I have recipes for morcon and kilawing labanos at atay ready to be published in my draft box but since I posted my dinuguan a couple of days ago, I thought the best follow up would be its perennial pair, puto. Because what’s better to serve with hearty and savory pork blood stew than soft and fluffy steamed rice cakes?
What is Puto
Although all-purpose flour, cake flour or even hotcake mixes are also used in making this kakanin, traditional putong puti is made from rice grains soaked in water overnight and processed into a smooth batter called galapong. The fermented rice batter is then steamed in banana-lined bamboo platters (bilao) or individual molds.
Over the years, home cooks have spinned these native cakes into many delicious nashville filipino food varieties by adding extracts such as pandan and ube flavorings or by topping them with slices of cheese or salted duck eggs. The recipe here is a for basic putong bigas which you can, of course, fancy up as you like.
Tips on How to Make Puto with Rice Flour
- While you can steam the rice batter as soon as you make it, I highly recommend refrigerating it first overnight before steaming. This extra step was a tip a KP reader shared on the comments years ago, and it does make for a softer and fluffier texture in my opinion.
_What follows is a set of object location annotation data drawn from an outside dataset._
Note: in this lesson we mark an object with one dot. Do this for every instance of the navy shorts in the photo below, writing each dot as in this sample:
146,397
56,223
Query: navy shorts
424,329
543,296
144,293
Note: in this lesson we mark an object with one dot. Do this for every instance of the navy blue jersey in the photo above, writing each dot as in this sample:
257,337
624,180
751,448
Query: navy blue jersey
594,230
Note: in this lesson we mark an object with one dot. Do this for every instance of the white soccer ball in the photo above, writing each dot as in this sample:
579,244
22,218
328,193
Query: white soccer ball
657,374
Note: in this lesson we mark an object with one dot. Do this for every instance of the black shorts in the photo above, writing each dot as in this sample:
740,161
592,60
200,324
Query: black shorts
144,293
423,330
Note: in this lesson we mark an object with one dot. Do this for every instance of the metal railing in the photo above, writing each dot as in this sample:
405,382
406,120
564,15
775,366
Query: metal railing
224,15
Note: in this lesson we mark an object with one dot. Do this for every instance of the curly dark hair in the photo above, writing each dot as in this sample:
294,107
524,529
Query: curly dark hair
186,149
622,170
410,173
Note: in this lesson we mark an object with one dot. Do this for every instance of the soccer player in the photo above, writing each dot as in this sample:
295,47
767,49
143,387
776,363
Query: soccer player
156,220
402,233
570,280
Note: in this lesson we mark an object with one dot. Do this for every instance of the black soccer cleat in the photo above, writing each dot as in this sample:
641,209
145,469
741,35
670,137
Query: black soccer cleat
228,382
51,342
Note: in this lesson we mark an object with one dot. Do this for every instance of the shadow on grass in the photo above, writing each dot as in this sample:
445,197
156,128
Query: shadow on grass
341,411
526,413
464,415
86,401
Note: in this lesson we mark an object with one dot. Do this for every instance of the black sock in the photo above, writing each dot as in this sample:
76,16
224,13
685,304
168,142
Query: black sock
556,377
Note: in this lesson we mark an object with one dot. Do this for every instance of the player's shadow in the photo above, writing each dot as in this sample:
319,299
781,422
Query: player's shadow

- I use silicone molds which do need to be greased but if you’re using tin or glass molds, make sure to liberally brush with oil or spray with non-stick cooking spray the insides of the molds.
- The molds I use for this recipe have 2-ounce (1/4 cup) capacity, and at this size, the batter takes about 15 minutes to cook. If using smaller or larger molds or ramekins, adjust steam time accordingly. Check for doneness by inserting a toothpick in the center of the cake; if it comes out clean, the steamed cake is done.
- Cover the steamer lid with cheesecloth or any cotton material to keep the condensation from dripping on the steamed muffins.
More Rice Cake Recipes
Give this Puto recipe a try. It makes about 3 dozens but you can easily halve or double the recipe depending on what you need.
Store leftovers in an airtight container; they will keep in the fridge for up to 3 days or in the freezer for up two months. When ready to serve, warm in the microwave for a few seconds or in the steamer for about 3 to 5 minutes until softened. If frozen, thaw in the fridge before reheating.
- 4cupsrice flour
- 1 1/2cupssugar
- 3tablespoonsbaking powder
- 1can(13.5 ounces) coconut milk
- non-stick cooking spray or melted butter
In a bowl, combine rice flour, sugar, baking powder, and salt. Whisk until distributed.
Add water and coconut milk. Stir until smooth and well-blended. Cover with film and refrigerate overnight.
Lightly spray insides of puto molds with non-stick cooking or lightly brush with melted butter. Pour puto batter into molds until 3/4 full.
In the bottom part of the steamer, add water and bring to a boil. Arrange filled puto molds in a single layer on the steamer basket. Place steamer basket over the bottom part. Wrap lid of the steamer with cheesecloth or any cotton material (to prevent condensation from dripping onto puto) and cover steamer.
Steam for about 15 minutes or until a toothpick inserted in center comes out clean.
Remove from the heat and allow to slightly cool and gently remove puto from the molds.